Hi there. So my program needed a database and I used SQLite from the godot assets library. Source: https://godotengine.org/asset-library/asset/444. I used this guide to save the image to the database: https://youtu.be/8gtAZuE8mBU. I saved the image to a successful database. The program worked only for very small size photos. Problem: When I try to save an image larger than 100 kb, the program freezes (very long wait). Please tell me an effective way to save an image to sqlite or a solution to the above problem. This is my diploma work. Thank you for trying to reply

in Engine by (45 points)

1 Answer

0 votes

Looks like your performing IO on the main thread and freezing all the processing till it is complete.
You should try multithreading to make sure you aren't freezing the main thread.

var thread

# The thread will start here.
func _ready():
    thread = Thread.new()

func save_data_to_database_async(data, database):
    if thread != null:
            thread.wait_to_finish()
    thread.start(self, "save_data_to_database", {"data": data, "database": database})

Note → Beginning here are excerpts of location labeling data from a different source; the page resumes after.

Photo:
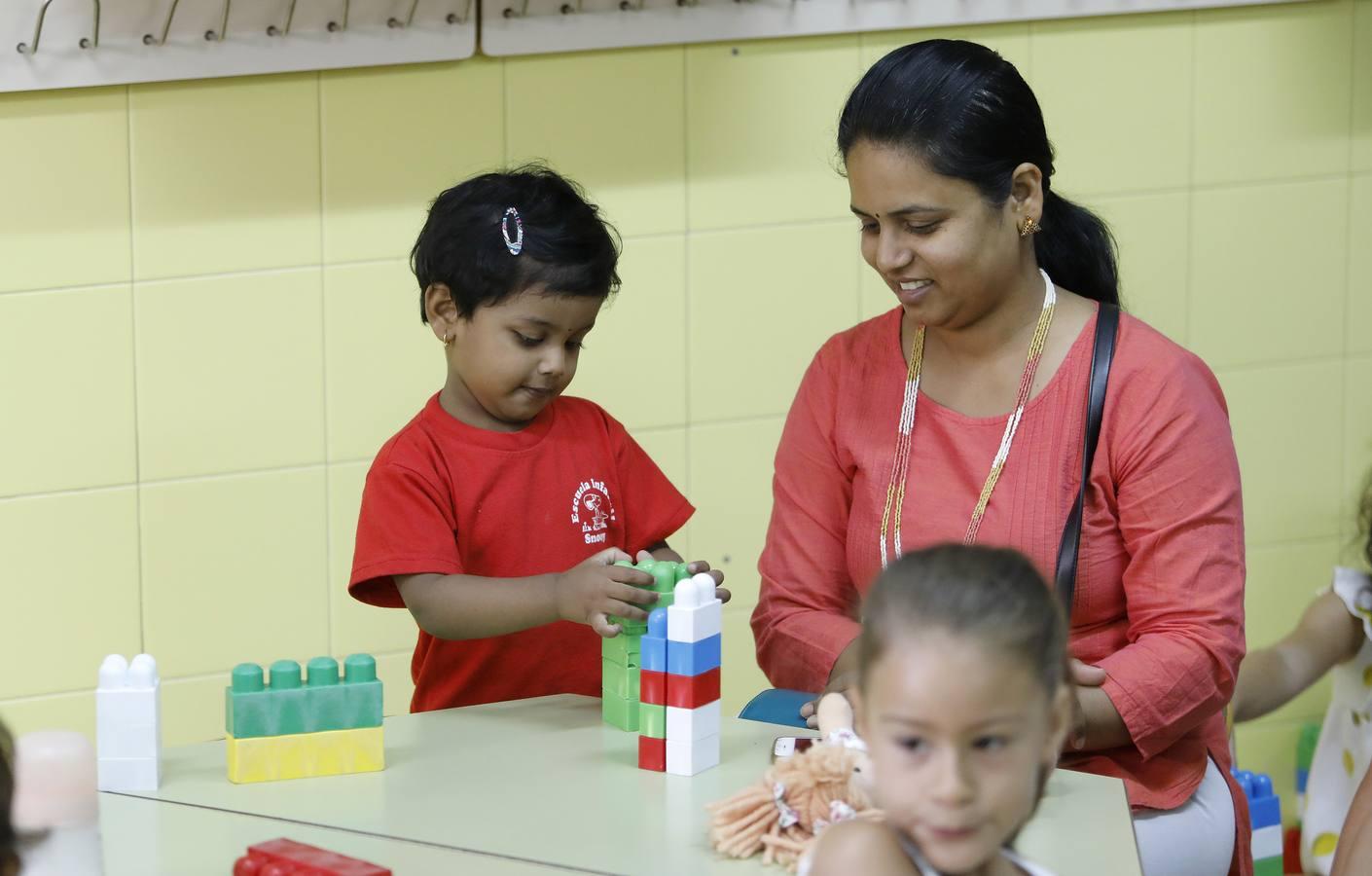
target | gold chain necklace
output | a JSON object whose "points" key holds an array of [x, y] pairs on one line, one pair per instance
{"points": [[900, 464]]}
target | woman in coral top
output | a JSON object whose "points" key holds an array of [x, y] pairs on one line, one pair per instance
{"points": [[959, 417]]}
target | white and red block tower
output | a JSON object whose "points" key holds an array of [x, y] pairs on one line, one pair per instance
{"points": [[681, 661]]}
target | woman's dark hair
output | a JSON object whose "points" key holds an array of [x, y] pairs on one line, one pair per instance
{"points": [[969, 114], [568, 249], [993, 596]]}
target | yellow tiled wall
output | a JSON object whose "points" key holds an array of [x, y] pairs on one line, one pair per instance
{"points": [[207, 326]]}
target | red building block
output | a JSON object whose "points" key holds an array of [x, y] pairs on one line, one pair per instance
{"points": [[652, 688], [693, 691], [284, 857], [652, 754]]}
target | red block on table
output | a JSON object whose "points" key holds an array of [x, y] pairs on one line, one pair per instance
{"points": [[693, 691], [284, 857], [652, 754], [652, 688]]}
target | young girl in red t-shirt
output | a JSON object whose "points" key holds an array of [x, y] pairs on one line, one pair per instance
{"points": [[497, 514]]}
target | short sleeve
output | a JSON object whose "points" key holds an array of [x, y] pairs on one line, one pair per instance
{"points": [[407, 526], [652, 508]]}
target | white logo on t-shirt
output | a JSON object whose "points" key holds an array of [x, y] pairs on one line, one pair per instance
{"points": [[592, 510]]}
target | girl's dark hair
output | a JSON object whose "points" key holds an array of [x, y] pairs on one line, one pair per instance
{"points": [[568, 247], [9, 855], [969, 114], [993, 596]]}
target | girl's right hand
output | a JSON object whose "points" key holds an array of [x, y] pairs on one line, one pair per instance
{"points": [[596, 588]]}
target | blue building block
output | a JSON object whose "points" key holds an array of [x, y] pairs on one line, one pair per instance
{"points": [[653, 644], [693, 658], [1264, 806]]}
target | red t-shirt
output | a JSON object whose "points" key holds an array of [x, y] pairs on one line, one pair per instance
{"points": [[446, 497]]}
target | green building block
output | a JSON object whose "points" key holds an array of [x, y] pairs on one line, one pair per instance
{"points": [[622, 649], [323, 702], [652, 721], [619, 679], [619, 712]]}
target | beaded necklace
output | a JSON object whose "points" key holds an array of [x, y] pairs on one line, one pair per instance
{"points": [[900, 464]]}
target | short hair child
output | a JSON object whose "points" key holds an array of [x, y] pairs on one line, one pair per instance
{"points": [[497, 514], [963, 705]]}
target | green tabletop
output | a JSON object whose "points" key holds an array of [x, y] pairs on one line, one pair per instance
{"points": [[545, 782], [147, 838]]}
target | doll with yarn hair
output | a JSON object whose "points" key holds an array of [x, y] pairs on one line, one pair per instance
{"points": [[797, 798]]}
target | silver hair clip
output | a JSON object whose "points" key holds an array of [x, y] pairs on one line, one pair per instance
{"points": [[516, 243]]}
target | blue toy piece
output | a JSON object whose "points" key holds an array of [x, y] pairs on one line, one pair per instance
{"points": [[778, 706], [653, 642], [693, 658]]}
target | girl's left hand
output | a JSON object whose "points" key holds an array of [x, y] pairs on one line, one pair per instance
{"points": [[697, 567]]}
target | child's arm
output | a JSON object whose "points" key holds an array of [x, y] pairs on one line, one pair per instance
{"points": [[860, 848], [475, 607], [1269, 677]]}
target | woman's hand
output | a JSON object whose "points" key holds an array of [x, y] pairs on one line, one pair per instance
{"points": [[1081, 675], [842, 678]]}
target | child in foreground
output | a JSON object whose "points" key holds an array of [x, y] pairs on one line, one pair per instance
{"points": [[497, 514], [1334, 634], [963, 706]]}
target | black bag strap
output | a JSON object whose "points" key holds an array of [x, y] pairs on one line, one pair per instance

func save_data_to_database(data2):
    var database = data2["database"]
    var data = data2["data"]
    database.save(data)

# Thread must be disposed (or "joined"), for portability.
func _exit_tree():
    thread.wait_to_finish()

As long as you are not saving very often, you shouldn't get many ui hangups.

by (98 points)
edited by

In addition to the above, I'd note that tutorial doesn't seem overly efficient in the first place. For instance, there should be no reason to convert the image content to a string prior to storing it in the DB. You can store the binary image data directly in a SQLite BLOB field, which should be much more efficient and more compact.

I expect the example where each byte is iterated over, converted to a string rep, and then concatenated to a larger string is highly inefficient - especially with larger amounts of data (larger images).

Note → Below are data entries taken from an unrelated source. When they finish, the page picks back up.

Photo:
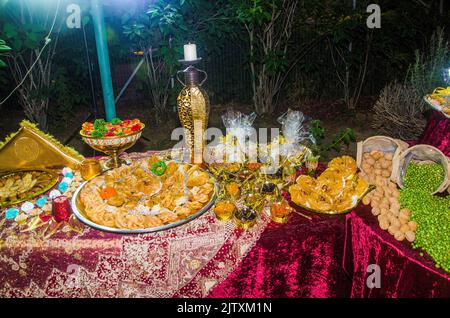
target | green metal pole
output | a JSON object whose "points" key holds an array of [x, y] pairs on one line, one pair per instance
{"points": [[103, 58]]}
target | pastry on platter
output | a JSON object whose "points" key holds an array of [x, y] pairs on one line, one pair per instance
{"points": [[148, 193]]}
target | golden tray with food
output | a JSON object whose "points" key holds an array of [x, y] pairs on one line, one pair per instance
{"points": [[21, 185], [149, 195]]}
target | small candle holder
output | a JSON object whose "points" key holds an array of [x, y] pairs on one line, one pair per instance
{"points": [[280, 211], [90, 168], [245, 218], [224, 210], [193, 109]]}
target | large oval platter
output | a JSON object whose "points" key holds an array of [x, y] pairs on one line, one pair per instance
{"points": [[79, 212]]}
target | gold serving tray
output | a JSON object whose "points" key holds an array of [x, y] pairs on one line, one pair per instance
{"points": [[30, 194], [78, 210]]}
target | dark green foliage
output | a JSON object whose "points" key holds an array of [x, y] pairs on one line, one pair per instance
{"points": [[343, 138]]}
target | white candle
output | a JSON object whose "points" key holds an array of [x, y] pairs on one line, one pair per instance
{"points": [[190, 52]]}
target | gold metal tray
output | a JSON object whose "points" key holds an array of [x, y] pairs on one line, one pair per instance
{"points": [[77, 209], [30, 194]]}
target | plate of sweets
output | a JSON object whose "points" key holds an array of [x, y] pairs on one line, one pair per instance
{"points": [[113, 137], [149, 195], [440, 100]]}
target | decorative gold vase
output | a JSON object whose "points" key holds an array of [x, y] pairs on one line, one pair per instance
{"points": [[193, 111]]}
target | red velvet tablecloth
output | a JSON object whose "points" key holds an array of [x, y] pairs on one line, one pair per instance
{"points": [[404, 273], [299, 259]]}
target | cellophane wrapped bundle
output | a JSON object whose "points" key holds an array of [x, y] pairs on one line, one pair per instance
{"points": [[295, 133], [240, 139]]}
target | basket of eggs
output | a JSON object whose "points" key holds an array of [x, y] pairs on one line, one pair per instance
{"points": [[112, 138]]}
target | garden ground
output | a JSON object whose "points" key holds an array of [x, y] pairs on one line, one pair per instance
{"points": [[157, 135]]}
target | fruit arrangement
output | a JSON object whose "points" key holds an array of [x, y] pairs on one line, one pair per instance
{"points": [[376, 169], [338, 189], [101, 128], [432, 213]]}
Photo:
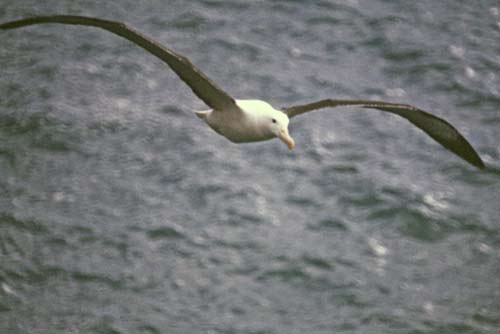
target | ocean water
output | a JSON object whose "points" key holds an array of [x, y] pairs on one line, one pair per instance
{"points": [[121, 212]]}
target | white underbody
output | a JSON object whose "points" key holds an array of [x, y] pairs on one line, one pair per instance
{"points": [[249, 124]]}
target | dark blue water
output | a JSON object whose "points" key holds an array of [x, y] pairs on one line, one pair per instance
{"points": [[121, 212]]}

I don't see what you are seeing. It seems like you just need to send the data to the function you want to use asynchronously. There is no need to convert your byte to a string. Please show where your are seeing this?

@codelyok13 - my comments aren't related to your above threading example. Rather, they are in regard to the video tutorial linked in the original question posted by @Gollum. The image storage code shown in that video seems very inefficient. Sorry for the confusion.

Ok.
Your right, it is weird that you have to convert an image to a string.